Au cœur de la Bretagne armoricaine, les deux menhirs de Kerbernès dressent leurs silhouettes de granite depuis le Néolithique, témoins millénaires d'un territoire sacré où l'homme préhistorique dialoguait avec le ciel.
À Saint-Servais, dans les Côtes-d'Armor, les deux menhirs de Kerbernès s'élèvent avec une dignité presque austère au milieu d'un paysage bocager typiquement breton. Ces deux monolithes de granite, dressés côte à côte par des mains humaines il y a plusieurs millénaires, appartiennent à cette constellation de mégalithes qui font de la Bretagne l'une des régions les plus riches d'Europe en matière de patrimoine préhistorique. Leur classement aux Monuments Historiques dès 1925 témoigne de la reconnaissance précoce de leur valeur exceptionnelle. Ce qui distingue ces menhirs, c'est leur caractère binaire : rares sont les sites où deux pierres levées ainsi associées ont survécu ensemble à l'usure du temps, aux réemplois agricoles et aux destructions. Cette dualité invite à de multiples interprétations — marqueur de territoire, signal astronomique, monument funéraire ou symbolique — sans qu'aucune certitude archéologique ne vienne refermer le mystère. C'est précisément cette ambiguïté fertile qui nourrit la fascination des visiteurs comme des chercheurs. La visite des menhirs de Kerbernès est une expérience de dépaysement temporel. Approcher ces pierres levées, c'est mesurer physiquement l'écart entre notre monde et celui des sociétés néolithiques qui façonnèrent ce territoire avant même l'apparition de l'écriture. La texture rugueuse du granite local, creusée par des siècles de lichen et de pluie armoricaine, confère aux monolithes une présence presque organique. Le cadre naturel amplifie l'émotion : les paysages vallonnés du centre Bretagne, avec leurs haies bocagères, leurs landes et leurs ciels changeants, forment un écrin intemporel qui n'a guère dû changer depuis l'époque de leur érection. Photographes, amateurs de randonnée et passionnés de préhistoire y trouveront matière à contemplation, loin de l'agitation touristique des sites mégalithiques plus célèbres du Morbihan.

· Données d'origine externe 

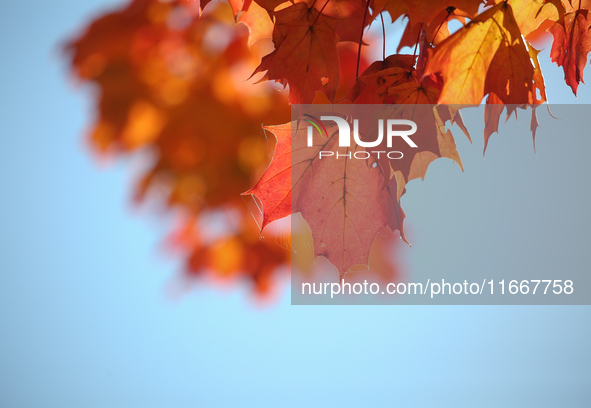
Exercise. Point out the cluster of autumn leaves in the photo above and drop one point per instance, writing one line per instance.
(171, 84)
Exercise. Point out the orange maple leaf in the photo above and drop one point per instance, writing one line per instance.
(305, 53)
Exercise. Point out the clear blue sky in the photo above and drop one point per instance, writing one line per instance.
(84, 320)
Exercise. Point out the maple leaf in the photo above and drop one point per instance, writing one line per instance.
(170, 77)
(426, 11)
(343, 201)
(487, 55)
(305, 53)
(572, 43)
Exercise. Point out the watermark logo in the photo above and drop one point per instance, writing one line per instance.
(388, 129)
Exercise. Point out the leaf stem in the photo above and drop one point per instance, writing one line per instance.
(383, 37)
(361, 39)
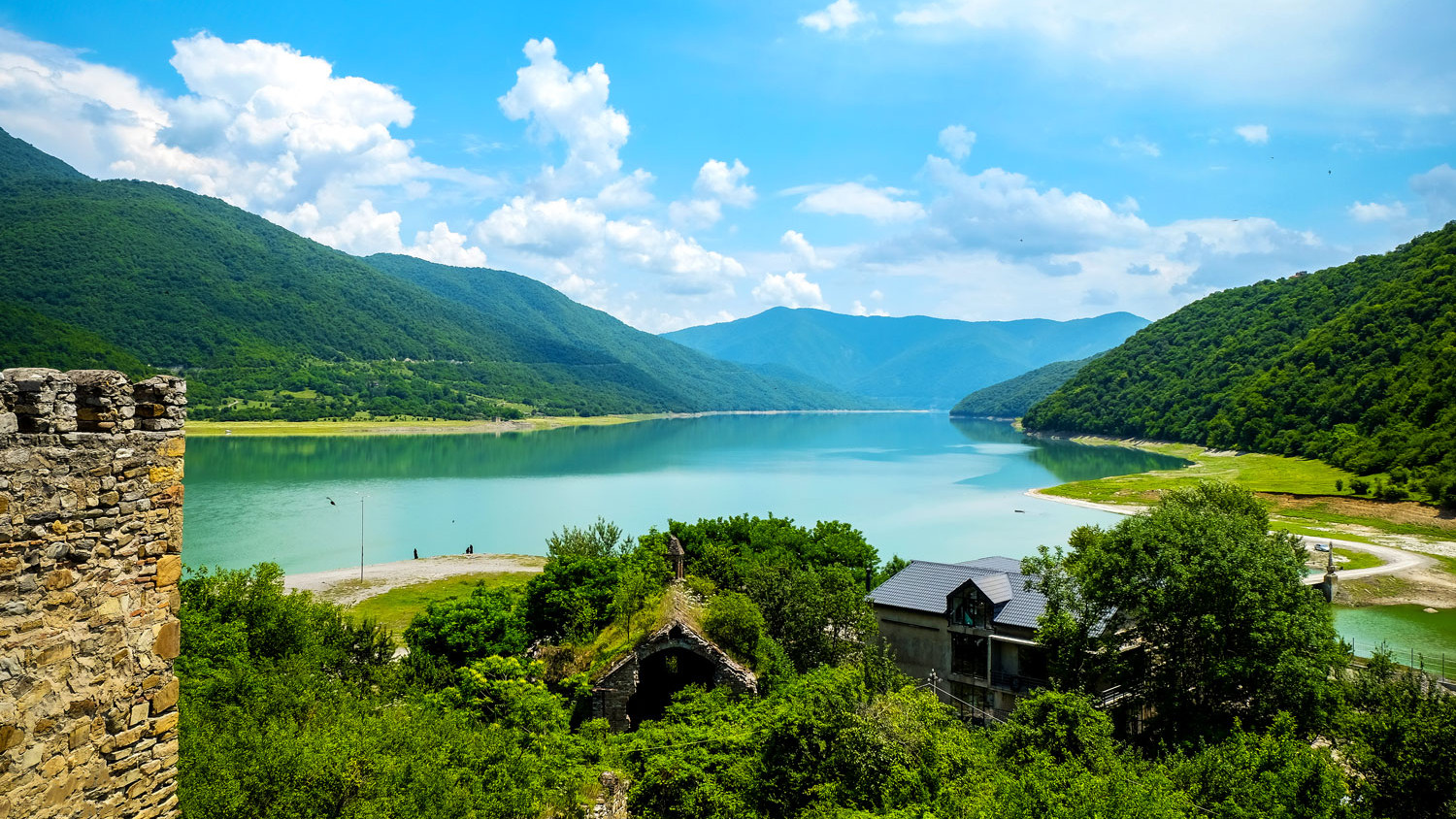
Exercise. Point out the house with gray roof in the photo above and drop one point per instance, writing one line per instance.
(972, 624)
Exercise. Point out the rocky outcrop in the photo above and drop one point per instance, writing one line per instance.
(90, 553)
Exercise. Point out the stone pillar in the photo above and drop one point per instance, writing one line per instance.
(90, 553)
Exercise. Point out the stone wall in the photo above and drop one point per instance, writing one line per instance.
(616, 685)
(90, 540)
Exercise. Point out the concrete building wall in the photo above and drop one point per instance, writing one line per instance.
(90, 541)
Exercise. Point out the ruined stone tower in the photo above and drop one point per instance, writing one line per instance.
(90, 540)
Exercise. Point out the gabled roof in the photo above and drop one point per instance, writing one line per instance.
(925, 586)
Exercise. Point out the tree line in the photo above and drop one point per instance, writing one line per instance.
(1246, 708)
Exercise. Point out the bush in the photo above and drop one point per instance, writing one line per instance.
(736, 624)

Les deux menhirs de Kerbernès sont taillés dans le granite armoricain local, roche dominante du sous-sol des Côtes-d'Armor, caractérisée par ses teintes gris-bleuté à gris clair et sa solidité exceptionnelle. Typiques des menhirs bretons du Centre-Armorique, ils présentent une section légèrement trapézoïdale à la base, s'affinant vers le sommet, avec une surface naturellement irrégulière que les bâtisseurs néolithiques ont travaillée par percussion directe pour ébaucher une forme globalement oblongue et dressée. La hauteur de chaque monolithe, estimée entre 2 et 4 mètres hors sol selon les relevés locaux, est dans la moyenne des menhirs isolés ou groupés du département, sans atteindre les dimensions spectaculaires des grands alignements morbihannais. La disposition des deux pierres l'une par rapport à l'autre — probablement distantes de quelques mètres selon un axe qui pourrait être corrélé à des phénomènes astronomiques (lever ou coucher du soleil aux solstices, par exemple) — constitue l'élément architectural le plus significatif du site. Cette organisation binaire, attestée dans d'autres contextes mégalithiques bretons, semble délibérée et porteuse de sens, même si son interprétation précise reste débattue. La base de chaque menhir est enterrée sur environ un tiers de sa hauteur totale, technique standard assurant la stabilité de l'ensemble face aux siècles et aux perturbations du sol. Aucun décor gravé n'a été signalé sur ces monolithes à ce jour, contrairement à certains menhirs du Finistère ou du Morbihan qui portent des motifs en creux (haches, crosses, serpentiformes). Leur valeur architecturale réside donc dans leur puissance formelle brute : deux masses de pierre érigées à la verticale par la seule volonté humaine, défiant le temps dans un paysage armoricain immuable.